It’s funny, though it’s the most speculative of all the stories, “Keith Prime” often feels the most real to me! I was originally led to write the story by two things: the first is Kazuo Ishiguro’s Never Let Me Go, one of my all-time favorite novels, and the second is my horror at how late capitalism treats gig economy workers—particularly warehouse employees at Amazon. Never Let Me Go trains its focus mostly on the clones, growing up as children in their specialized boarding school and later beginning their “donations,” rather than on the bureaucracy that created them and the doctors and nurses who harvest them for parts. I was always interested in learning more about that aspect of the novel, those who are complicit in the system. I wondered if I could explore it myself. I’m also interested in how Ishiguro manages the indoctrination of his characters into reality. Neither his clone characters nor the “regular” people who believe them to be soulless bodies question if what they’re doing is acceptable, yet we, as readers, are horrified. But he’s so smart about it, of course—he indoctrinates us as readers, too, not revealing exactly what’s happening until we’re already well immersed in the world of the novel. It’s illustrative to me of how we get used to the circumstances of our own lives, and quickly. Look at how much of late capitalism and gig economy work is just accepted as “how it is” or “part of doing business.” Amazon warehouse employees are tracked, optimized, and penalized if they’re not efficient enough. They don’t even have time to pee. How can we regard some people as disposable and exploitable and others not? So I decided to follow Ishiguro’s example with a bit of a speculative jump to show just how much we take for granted that we shouldn’t. As a friend said, “Keith Prime” is Never Let Me Go meets free, two-day shipping.
The collection freely references writers like Lewis Carroll, Rimbaud, James Joyce, Mary Shelley. I think I can spot E. M. Cioron in “Keith Prime,” and in its frame as an academic study “Architecture for Monsters” makes many nods toward ideological forebears, like Gertrude Stein. Do you see writing fiction as a way to engage with and work through the ideas of writers and thinkers? Or, Do you see your fiction as driven by the ideology and criticism of writers before you?
There’s a great pleasure for me in engaging with the writers who have come before me. I think it’s important for us to read as much as we can, incorporate into our understanding the craft of our predecessors, then create new, innovative works that speak to life now without ignoring the fact that we are part of a tradition. I also just believe in going where the pleasure is, in writing. If the writer is enjoying herself while working on something, it’s often a good sign the reader will enjoy it, too. I’m someone who delights in facts, random pieces of knowledge, quotations, references to films and visual art, so I put that into my stories. I have documents hundreds of pages long filled with facts, anecdotes, witticisms. I also find a lot of pleasure in getting stories to talk to each other or offering small Easter Egg moments to the reader. There are two Gertrude Stein references in the collection, one in “Architecture for Monsters” and another in the title story. Those put them in secret conversation, in my mind, and for the reader too, if it’s spotted. In “Realtor to the Damned” the protagonist is trying to sell a house filled with oil paintings of women reclining on teeth, and he and his wife propose names for one of them, all of which were the names of famous female Surrealist painters. That’s so fun, I think, if the reader picks up on that. The quotation is:
“The paintings were donated to charity, except for the one we kept—our favorite redhead in a red bikini. She hung over our sectional and made an excellent conversation piece for guests. We proposed names: Leonora, Gertrude, Remedios, Sylvia, Eileen. Nothing stuck, so we ended up referring to her as Portrait of a Woman with Second Molar.”

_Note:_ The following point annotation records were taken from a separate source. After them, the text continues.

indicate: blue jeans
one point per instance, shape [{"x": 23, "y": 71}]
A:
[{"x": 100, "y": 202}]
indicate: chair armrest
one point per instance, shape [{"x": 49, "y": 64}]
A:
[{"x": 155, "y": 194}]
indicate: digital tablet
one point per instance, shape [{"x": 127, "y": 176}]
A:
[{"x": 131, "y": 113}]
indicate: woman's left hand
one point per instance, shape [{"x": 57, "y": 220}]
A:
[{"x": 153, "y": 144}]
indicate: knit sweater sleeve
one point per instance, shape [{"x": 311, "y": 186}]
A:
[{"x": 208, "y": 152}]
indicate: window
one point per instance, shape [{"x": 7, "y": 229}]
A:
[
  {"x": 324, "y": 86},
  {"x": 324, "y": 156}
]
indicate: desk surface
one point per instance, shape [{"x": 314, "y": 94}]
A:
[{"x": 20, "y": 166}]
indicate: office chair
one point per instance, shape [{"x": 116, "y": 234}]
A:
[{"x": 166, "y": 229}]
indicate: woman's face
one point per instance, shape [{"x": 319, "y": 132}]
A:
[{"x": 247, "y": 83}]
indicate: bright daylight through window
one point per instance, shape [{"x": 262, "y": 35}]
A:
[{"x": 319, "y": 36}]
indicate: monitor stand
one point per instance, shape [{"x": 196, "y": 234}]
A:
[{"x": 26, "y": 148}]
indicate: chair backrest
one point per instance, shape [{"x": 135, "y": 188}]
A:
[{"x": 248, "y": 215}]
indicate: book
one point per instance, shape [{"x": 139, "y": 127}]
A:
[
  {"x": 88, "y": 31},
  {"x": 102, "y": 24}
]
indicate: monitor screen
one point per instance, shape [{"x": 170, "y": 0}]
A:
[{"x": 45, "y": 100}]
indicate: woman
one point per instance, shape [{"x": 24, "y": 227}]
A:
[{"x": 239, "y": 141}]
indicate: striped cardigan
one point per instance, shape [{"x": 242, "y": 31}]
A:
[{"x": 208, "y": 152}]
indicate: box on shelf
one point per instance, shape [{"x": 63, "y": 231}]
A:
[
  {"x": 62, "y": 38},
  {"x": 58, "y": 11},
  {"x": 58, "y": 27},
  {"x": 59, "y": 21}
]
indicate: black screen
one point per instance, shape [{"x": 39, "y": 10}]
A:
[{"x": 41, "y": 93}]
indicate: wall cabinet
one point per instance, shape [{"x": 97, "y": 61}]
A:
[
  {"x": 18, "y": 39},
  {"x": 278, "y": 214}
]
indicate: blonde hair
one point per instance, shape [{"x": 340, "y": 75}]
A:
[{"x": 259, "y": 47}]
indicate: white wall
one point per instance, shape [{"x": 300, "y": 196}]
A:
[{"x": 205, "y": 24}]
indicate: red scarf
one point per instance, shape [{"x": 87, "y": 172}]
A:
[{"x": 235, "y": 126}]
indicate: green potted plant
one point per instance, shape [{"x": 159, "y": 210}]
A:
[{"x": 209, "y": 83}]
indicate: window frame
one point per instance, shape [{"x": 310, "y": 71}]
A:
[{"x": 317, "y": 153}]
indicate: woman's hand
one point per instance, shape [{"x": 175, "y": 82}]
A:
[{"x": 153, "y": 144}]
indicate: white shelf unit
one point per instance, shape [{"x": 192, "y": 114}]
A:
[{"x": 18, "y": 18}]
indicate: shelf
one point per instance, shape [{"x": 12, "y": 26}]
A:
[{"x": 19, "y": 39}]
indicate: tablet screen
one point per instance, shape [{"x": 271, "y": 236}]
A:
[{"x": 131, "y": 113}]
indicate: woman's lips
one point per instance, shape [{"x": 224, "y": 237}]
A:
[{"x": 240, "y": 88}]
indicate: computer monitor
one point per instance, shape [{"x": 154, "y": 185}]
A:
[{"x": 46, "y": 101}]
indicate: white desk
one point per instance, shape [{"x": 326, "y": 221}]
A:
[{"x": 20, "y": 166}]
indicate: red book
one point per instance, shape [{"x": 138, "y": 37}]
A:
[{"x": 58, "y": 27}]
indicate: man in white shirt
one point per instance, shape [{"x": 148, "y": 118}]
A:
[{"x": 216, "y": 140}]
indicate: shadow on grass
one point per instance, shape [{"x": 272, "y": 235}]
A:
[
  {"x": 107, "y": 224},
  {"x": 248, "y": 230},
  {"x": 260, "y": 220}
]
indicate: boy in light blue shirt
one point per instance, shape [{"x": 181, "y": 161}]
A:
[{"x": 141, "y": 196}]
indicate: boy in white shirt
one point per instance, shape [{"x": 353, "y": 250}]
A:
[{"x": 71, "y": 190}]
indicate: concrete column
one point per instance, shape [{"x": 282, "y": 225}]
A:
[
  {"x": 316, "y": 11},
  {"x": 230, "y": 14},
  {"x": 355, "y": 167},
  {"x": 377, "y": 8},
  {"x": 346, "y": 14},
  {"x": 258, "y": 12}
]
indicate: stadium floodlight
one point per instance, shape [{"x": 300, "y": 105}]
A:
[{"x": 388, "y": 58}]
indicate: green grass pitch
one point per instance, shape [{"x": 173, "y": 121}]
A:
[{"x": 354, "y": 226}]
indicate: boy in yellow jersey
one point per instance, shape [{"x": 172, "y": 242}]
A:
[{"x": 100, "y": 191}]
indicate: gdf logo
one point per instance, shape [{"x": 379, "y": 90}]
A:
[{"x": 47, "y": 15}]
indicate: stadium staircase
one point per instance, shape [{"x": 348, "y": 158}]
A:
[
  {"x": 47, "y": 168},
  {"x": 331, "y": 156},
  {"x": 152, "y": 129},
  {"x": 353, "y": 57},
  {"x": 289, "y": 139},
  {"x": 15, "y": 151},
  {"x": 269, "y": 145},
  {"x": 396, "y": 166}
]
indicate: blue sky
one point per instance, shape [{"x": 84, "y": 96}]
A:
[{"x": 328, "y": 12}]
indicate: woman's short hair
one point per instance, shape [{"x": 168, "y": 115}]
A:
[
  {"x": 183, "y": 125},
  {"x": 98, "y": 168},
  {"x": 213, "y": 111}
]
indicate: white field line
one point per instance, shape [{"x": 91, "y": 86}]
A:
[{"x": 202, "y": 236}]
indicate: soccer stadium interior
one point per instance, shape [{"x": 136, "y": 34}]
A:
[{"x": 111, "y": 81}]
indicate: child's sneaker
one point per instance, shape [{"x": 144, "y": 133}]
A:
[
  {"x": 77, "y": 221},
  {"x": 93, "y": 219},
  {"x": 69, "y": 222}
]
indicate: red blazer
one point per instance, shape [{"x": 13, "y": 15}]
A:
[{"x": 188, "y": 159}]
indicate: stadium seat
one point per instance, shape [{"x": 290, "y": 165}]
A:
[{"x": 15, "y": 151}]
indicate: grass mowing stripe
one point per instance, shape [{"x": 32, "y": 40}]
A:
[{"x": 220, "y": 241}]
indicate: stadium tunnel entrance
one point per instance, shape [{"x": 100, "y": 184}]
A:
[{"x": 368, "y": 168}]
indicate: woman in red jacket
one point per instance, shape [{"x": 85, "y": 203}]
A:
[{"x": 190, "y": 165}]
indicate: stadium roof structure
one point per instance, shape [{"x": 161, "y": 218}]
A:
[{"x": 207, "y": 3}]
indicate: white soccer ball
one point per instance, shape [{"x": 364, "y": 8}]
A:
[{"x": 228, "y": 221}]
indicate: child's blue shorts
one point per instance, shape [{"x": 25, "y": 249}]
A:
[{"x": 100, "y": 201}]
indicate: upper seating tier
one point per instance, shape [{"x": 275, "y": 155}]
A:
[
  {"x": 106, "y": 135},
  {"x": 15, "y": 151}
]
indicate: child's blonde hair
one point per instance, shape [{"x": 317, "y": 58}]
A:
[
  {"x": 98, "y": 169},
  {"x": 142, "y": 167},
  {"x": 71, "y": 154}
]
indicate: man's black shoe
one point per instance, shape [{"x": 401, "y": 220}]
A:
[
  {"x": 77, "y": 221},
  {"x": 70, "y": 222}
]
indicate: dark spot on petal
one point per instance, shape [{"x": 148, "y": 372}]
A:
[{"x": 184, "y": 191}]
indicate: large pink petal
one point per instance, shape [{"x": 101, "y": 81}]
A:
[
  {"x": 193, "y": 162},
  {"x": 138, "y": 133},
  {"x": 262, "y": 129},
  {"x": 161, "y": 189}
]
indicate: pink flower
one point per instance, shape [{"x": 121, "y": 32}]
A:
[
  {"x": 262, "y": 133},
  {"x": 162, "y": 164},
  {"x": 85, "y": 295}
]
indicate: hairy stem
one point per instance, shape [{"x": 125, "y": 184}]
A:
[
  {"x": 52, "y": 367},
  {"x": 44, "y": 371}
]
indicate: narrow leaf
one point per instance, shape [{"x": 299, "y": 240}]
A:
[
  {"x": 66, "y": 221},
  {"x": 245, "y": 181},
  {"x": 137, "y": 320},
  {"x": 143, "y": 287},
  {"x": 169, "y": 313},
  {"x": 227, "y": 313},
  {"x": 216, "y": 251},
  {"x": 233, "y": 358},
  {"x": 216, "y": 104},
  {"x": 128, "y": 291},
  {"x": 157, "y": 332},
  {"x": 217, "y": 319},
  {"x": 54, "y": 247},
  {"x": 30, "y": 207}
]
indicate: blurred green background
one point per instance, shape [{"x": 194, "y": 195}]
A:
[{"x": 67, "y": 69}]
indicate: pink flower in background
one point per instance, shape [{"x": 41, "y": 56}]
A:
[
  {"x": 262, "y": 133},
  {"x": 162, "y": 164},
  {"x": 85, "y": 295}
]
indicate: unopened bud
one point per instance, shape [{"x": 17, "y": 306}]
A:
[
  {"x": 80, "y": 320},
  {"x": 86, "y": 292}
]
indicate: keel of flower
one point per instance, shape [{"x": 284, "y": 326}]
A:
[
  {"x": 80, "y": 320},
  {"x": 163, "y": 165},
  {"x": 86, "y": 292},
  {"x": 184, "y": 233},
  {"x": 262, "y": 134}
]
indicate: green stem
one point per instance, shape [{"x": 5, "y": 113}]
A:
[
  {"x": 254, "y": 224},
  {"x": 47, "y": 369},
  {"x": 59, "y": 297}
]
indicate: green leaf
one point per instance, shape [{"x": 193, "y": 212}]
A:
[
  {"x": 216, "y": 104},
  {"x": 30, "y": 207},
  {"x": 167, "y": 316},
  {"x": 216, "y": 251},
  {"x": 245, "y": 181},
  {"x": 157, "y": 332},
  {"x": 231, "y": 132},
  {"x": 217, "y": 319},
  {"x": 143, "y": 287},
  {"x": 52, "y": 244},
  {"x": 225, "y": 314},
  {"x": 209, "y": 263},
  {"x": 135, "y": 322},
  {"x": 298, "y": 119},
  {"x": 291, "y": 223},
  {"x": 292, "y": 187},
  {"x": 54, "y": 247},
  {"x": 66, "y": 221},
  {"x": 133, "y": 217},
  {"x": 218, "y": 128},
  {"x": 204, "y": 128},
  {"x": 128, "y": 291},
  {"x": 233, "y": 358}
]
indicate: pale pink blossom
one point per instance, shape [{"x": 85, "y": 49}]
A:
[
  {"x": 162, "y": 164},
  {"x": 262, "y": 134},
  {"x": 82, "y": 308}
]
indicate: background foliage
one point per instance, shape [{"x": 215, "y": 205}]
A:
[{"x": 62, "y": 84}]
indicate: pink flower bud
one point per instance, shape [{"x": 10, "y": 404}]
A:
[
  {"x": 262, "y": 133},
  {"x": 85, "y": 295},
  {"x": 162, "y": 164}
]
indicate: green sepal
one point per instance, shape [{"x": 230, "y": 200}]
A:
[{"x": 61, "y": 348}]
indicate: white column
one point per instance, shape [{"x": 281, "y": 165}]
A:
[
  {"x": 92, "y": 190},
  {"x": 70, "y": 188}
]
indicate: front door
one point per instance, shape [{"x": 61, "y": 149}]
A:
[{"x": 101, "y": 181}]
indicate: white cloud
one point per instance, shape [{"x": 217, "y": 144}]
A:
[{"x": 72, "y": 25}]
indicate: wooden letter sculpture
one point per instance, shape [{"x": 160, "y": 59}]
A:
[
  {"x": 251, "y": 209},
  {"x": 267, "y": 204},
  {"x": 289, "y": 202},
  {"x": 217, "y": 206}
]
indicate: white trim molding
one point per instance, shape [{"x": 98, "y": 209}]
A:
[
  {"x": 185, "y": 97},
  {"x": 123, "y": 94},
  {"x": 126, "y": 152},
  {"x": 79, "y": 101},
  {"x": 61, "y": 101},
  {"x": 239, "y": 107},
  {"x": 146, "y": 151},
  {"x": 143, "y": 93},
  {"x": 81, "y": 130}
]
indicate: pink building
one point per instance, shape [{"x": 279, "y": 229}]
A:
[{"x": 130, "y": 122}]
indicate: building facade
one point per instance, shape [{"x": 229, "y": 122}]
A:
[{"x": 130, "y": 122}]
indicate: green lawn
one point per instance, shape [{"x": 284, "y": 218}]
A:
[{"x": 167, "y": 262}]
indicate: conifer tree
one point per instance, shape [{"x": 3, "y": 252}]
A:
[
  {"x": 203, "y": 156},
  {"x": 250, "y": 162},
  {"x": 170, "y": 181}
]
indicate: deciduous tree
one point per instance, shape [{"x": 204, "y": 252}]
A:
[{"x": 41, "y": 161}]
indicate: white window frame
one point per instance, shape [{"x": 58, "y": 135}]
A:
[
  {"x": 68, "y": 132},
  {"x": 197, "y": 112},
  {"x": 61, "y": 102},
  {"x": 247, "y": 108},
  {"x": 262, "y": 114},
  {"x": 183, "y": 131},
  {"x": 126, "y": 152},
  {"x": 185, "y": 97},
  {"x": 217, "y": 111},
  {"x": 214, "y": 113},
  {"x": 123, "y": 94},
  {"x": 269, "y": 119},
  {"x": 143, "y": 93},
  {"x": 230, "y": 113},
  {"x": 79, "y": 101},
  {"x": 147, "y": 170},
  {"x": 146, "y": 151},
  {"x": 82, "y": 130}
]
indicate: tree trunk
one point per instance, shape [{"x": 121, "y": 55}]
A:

That’s Leonora Carrington, Gertrude Abercrombie, Remedios Varo, Sylvia Fein, and Eileen Agar. There’s something really fulfilling to me about creating a rich intertextuality or a world of references that mimics the richness in life itself.
If we can focus on just one reference: Can you say more about Gertrude Stein? What draws you to her work, and keeps you going to it?
I’m almost drawn to Stein more as a literary figure. She became this iconic woman of power. And she wasn’t modest about it—she knew she was important, that she wanted to be important, so she self-actualized herself into importance. I love that. I love the salons she organized. I love the long relationship with Alice B. Toklas. But I’m an admirer of her work, too. I’m drafting a novel next about women who are transforming into household objects, and Tender Buttons is a wonderful text to review for its ability to make objects newly strange, how it uses language to defamiliarize the quotidian. I can’t say I understand it all the time or even half the time, but I like the way sentences and phrases in it can ping against my mind somehow, prompt me to want to write. I could think on this lovely observation for an afternoon, “A lamp is not the only sign of glass.” I’m enchanted simply by the section titles: The Substance in a Cushion, Mildred’s Umbrella, Roast Beef. Here’s one of my favorite brief sections:
A METHOD OF A CLOAK. A single climb to a line, a straight exchange to a cane, a desperate adventure and courage and a clock, all this which is a system, which has feeling, which has resignation and success, all makes an attractive black silver.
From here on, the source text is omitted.